You are slipping into the general discussion: "How can a language be
designed so that only sensible programs can be written". The Bison language
can only be designed so that it helps to catch some mistakes, but not all
of the language design.

>In my suggestion, I would have declared term, factor etc., and I'd
>see the conflict explicitly.

This is workable if you only have a few precedence levels, but becomes
cumbersome if you have many. In addition, using precedence, one gets fewer
grammar variables, so that the parser will make less computing.

> And even if I needed a precedence
>elsewhere which might happen to involve the `-' token, this would
>not affect the new rule because it has no explicit `%prec'

You might try to use %prec everywhere, then such errors would be caught.
The names declared in the precedence declaration are not tokens, but only
use in the rules via %prec statements.

>> In the generalized precedence scheme that I devised is as follows: For
>> every production
>>     A -> B_1 ... B_k
>> if B_i is a variable, one is admitted to impose restrtiction which othe
>> productions of the form
>>     B_i -> ...
>> that can be used in a derviation (i.e., when constructing the parse tree).
>So effectively, you split B_i into two symbols:
>  B_i_1 -> ...  /* those rules that are allowed in the A rule */
>  B_i -> B_i_1 | ...  /* other rules */
>And then:
>  A -> B_i_1 ... B_k

It should probably be like this: Each grammar variable B_i in
    A -> B_1 ... B_k
for which one wants to indicate precedence restrictions is replaced
by a unique new B_i' (different arguments get different new variables).
Then for each B_i', one lists the allowed expansions
    B_i' -> C_1 ... C_l
where one knows that B_i -> C_1 ... C_l is in the original grammar. This
then gives a way to translate a grammar with precedence declarations into
one without.

Take an example:
    left +
    E -> E + E
    E -> I
The restriction is that the second RHS only admits E -> I. Then one gets
    E -> E + T
    T -> I
    E -> I
It then becomes similar to that of the traditional
    E -> E + T
    E -> T
    T -> I

>So your suggestion seems to help reduce the number of nonterminals.
>You might prefer this. I prefer to have a grammar with as few
>conflicts as possible (even if resolved by precedence). I think it's
>a matter of style, and bison should not be restricted to one
>particular style.

It is not only style, as fewer grammar variables means lesser parser
computations. Precedences helps simplifying the grammar, which should make
it easier to maintain.

>> So it is possible to implement the kind of things you are asking for, in
>> fact in much greater generality: For each production and each of its RHS
>> grammar variables, one can be allowed to declare a set of parse tree
>> derivation restrictions.
>That's not really what I asked for. You suggest to declare such a
>set for every production (in whichever way), to impose additional

That is the underlying most general theory I described. If one has standard
precedence declarations, then it is possible to translate into the picture
I gave.

>What I like is do to without such restrictions as far as possible
>and only use precedence when I really think I need it, i.e. to let
>bison do as *little* as possible in the area of precedence.

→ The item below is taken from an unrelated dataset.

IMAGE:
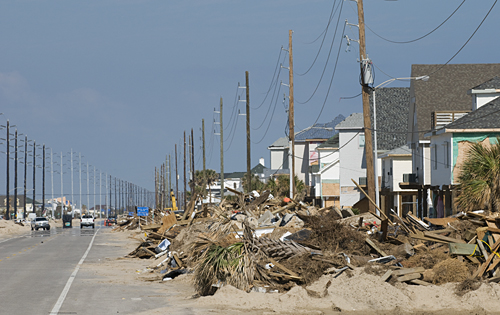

Then the set of precedence restrictions is empty in the case you do not
need it.

>> But nobody is working with it for now.
>I think the second of my suggestions (no default precedence for
>rules) is probably rather easy to implement. If I do so, will it be
>accepted, or are there "philosophical" reservations against it? (I'm
>asking because my time is quite limited, and if it would be rejected
>anyway, I don't need to waste my time with it.)

I think the most philosophical restriction against featuritis in this group
is to find somebody willing to implement it. :-)

I wrote down the theoretical precedence description so that anybody getting
curious about a generalized precedence system might implement it into Bison.